Since 2008 the countries of the Eurozone have seen social upheaval and economic crisis on an unprecedented scale. Sociological explanations for European development and crisis have relied either on an neoinstitutionalist approach, seeing the region as a coalescing “field” of social interaction, or an approach a collection of disparate “varieties” of economy, supposing that Southern European states were profligate in their spending or wage policies compared to Germany and other Northern states. In contrast, this study uses global political economy and post-Keynesian economics to analyze the sharp inequalities between Western Europe’s economies, the unusual structure of pan-European economic governance institutions, and the way these interacted to cause the post-2008 crisis. I argue that Europe’s uneven political economy, in which a “neomercantilist” North centered on Germany has grown by extracting export surpluses from the debt-addled South, is a crucial component of any explanation for why Northern and Southern member states display such divergent models of social development and why pan-European institutions took their current form.

I use Qualitative Comparative Analysis (QCA), a software-aided method of case comparison, as an initial test of competing crisis explanations, mapping the Eurozone’s Northern and Southern blocs over the 1999-2007 period.

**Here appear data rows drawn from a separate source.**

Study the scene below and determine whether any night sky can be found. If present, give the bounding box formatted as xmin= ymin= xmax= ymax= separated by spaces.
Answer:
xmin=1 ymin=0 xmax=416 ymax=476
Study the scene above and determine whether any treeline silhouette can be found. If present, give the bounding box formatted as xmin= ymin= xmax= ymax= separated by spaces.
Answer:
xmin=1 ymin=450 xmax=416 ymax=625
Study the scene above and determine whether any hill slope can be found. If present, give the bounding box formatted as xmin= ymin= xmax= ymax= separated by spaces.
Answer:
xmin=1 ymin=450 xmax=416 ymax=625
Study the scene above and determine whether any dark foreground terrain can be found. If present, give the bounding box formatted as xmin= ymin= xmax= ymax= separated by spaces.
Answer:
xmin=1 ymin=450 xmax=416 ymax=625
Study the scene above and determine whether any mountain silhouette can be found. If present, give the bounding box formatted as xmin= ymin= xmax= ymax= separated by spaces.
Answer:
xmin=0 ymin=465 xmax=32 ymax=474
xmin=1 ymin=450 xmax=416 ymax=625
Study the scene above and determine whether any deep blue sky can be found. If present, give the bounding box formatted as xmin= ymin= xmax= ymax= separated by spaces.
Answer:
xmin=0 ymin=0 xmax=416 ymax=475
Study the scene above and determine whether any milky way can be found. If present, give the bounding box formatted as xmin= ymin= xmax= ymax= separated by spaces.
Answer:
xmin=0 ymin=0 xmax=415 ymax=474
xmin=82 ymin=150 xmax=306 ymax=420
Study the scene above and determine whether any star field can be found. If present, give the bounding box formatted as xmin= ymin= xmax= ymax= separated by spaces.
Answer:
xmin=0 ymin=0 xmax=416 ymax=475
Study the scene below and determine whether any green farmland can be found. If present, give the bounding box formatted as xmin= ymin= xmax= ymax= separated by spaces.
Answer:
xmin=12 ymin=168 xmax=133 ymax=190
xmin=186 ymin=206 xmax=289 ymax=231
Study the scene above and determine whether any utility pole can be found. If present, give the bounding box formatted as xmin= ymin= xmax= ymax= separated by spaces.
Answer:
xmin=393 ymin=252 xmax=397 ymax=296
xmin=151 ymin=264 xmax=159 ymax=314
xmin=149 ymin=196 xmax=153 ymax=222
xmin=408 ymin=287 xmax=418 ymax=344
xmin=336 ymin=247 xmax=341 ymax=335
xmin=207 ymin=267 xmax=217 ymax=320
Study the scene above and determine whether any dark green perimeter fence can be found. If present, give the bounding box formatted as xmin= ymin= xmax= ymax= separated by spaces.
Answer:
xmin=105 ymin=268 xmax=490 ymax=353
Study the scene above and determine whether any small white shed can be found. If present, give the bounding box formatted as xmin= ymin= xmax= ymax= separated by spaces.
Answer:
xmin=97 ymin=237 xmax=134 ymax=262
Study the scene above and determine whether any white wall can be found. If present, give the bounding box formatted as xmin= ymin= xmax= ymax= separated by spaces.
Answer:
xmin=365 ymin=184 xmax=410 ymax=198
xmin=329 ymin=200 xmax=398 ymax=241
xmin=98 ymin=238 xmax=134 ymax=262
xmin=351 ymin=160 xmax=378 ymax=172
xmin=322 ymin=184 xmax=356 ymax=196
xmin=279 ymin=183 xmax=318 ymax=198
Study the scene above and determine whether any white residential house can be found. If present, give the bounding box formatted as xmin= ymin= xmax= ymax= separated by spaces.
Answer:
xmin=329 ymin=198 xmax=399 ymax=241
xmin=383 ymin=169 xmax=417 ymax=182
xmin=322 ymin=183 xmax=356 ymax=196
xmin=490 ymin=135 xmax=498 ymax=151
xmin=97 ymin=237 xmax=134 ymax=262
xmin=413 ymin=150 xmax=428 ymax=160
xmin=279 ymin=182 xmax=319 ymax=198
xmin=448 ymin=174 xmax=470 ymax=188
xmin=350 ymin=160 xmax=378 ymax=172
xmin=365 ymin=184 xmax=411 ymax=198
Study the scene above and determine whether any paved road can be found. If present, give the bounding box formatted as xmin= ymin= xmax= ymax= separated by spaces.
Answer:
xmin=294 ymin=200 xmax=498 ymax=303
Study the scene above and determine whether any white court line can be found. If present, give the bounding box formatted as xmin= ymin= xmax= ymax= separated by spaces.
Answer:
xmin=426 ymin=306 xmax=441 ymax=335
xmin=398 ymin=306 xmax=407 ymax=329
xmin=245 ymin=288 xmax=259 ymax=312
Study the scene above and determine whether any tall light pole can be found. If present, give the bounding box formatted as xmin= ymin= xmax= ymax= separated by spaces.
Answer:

This revealed bloc structure then informs a multi-chapter historical case study of European development since 1945, putting the neomercantilist explanation in dialogue with competing sociological theories at each step. Comparative-historical methods are employed to demonstrate that pan-European institutions such as the European Central Bank (ECB) were shaped by this neomercantilist relationship between Northern and Southern countries and thus tend to exacerbate between-country inequalities. More fundamentally, I argue that the disparate social models found across Europe were also shaped by this neomercantilist relationship, rather than being a sui generis result of each country’s own particularities. Explaining who won and lost in the wake of the crisis therefore depends, at base, on this neomercantilist linkage, and the way it determined both the social models installed in each European country and the restrictive institutional framework of the Euro itself.